How Upstream Asset Management is Key for Delivering Continued Reliable Operations

While upstream and downstream industries are similar in that they are both petroleum-based and share common elements, there are also important distinctions between them. Upstream E&P is often referred to as a mining business, while downstream is referred to as a manufacturing business. However, both industries are commodity, margin-based businesses that share an important set of learnings and principles. This common ground presents an opportunity for lessons learned by the downstream sector to be applied to the upstream sector to enable a sustainable level of high asset performance.

Downstream Approach to Asset Management Can Help to Ensure Oil, Gas Production Success

After a field’s oil drilling is complete, an E&P operator focuses on producing, or harvesting, the field’s hydrocarbon resources, typically over a 30- to 50-year period. During the production phase, an operator’s efficiency is critical to effectively manage the field’s oil output in a safe, environmentally responsible manner, and to maximize economic benefit. At this stage, there is much to learn from the downstream approach to asset management that can be applied.

In general, upstream E&P has trailed behind the refining industry in terms of operations, technologies, and learnings in areas such as turnarounds, condition-based monitoring, and integrity management. While some downstream tools and metrics cannot be directly applied to upstream due to the basic differences in each business’ nature, there are many lessons from the downstream sector that are directly transferrable to the upstream sector:

  • The First Lesson: Reliability and Cost Are Generally Independent of Facility Age
    Solomon Associates (Solomon) has found that if an operator is focused on retaining integrity and reliability in its mature assets, then these assets should remain competitive in the market, regardless of their age and complexity.
  • The Second Lesson: Reliability Focus Leads to Improvement in Operations
    When operators focus on reliability, factors such as labor, energy efficiency, and overall health, safety, and environment (HSE) and process safety management performance generally improve. Obtaining or restoring a high level of reliability is not an overnight journey, however. A steady commitment over a long period of time is necessary.
  • The Third Lesson: Operators Who Are Effective at Delivering Planned Maintenance Are Likely the Most Efficient in Availability and Reliability
    Operators who are the most effective in delivering planned maintenance activities tend to be the most efficient in terms of availability and reliability. Solomon finds that the operators who get it right have the least amount of planned and unplanned downtime without impacting high production efficiency performance.
  • The Fourth Lesson: Operational Excellence, Not Technology, Is Responsible for Most Improvement Gains
    While technological advances have enabled incremental gains in efficiency over time, Solomon finds that most improvement gains come through operational excellence and practicing the business fundamentals found in lessons learned. For example, digital technologies can allow an operator to more quickly spot a performance deviation and intervene at an early stage. Tapping into the opportunity gaps, however, requires more than the latest technology.

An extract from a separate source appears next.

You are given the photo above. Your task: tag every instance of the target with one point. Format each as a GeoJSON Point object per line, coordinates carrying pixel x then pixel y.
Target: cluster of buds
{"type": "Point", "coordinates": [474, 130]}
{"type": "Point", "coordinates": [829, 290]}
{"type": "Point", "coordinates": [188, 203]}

Focus Needed on Reliability and Eliminating Defects

Through Solomon’s analysis of empirical data, it is evident that the key to optimal performance in upstream operations has a proven parallel in downstream operations: a focus on reliability and the elimination of defects. This focus enables upstream and downstream operations to achieve the lowest sustainable cost and the highest level of sustainable revenue profit in an environmentally responsible way.


Figure 1 shows a progression from higher cost, poor reliability performance, measured by Relative Maintenance Cost Efficiency, to lower relative costs, high reliability performance, measured by percent of Operational Availability (OA). The World’s Best performers achieve the transition to 97% OA and lower Maintenance Cost Efficiency Index™ (MEI™) by developing best practices first. Once best practices have become part of the normal business, reliability improvements tend to lead to cost reductions (shown in upper-left section in Figure 1). The opposite is not true, however. For example, cutting maintenance costs will not deliver high reliability.


Figure 1. Sustainable Performance Improvement

These conclusions are very similar to those made by Solomon in over 3 decades of following the performance of downstream assets. The downstream sector has already had a focus on production and cost-efficient operations and is not distracted to the degree that the upstream sector is by market cycles. We believe these general learnings to be directly applicable to the upstream, where strategic imperatives are often compromised. Finally, downstream operators are aware they exist in a competitive, value-added margin business, and know that only cost-efficient operators survive. E&P operators must also adopt this approach to survive today’s constantly evolving and challenging landscape.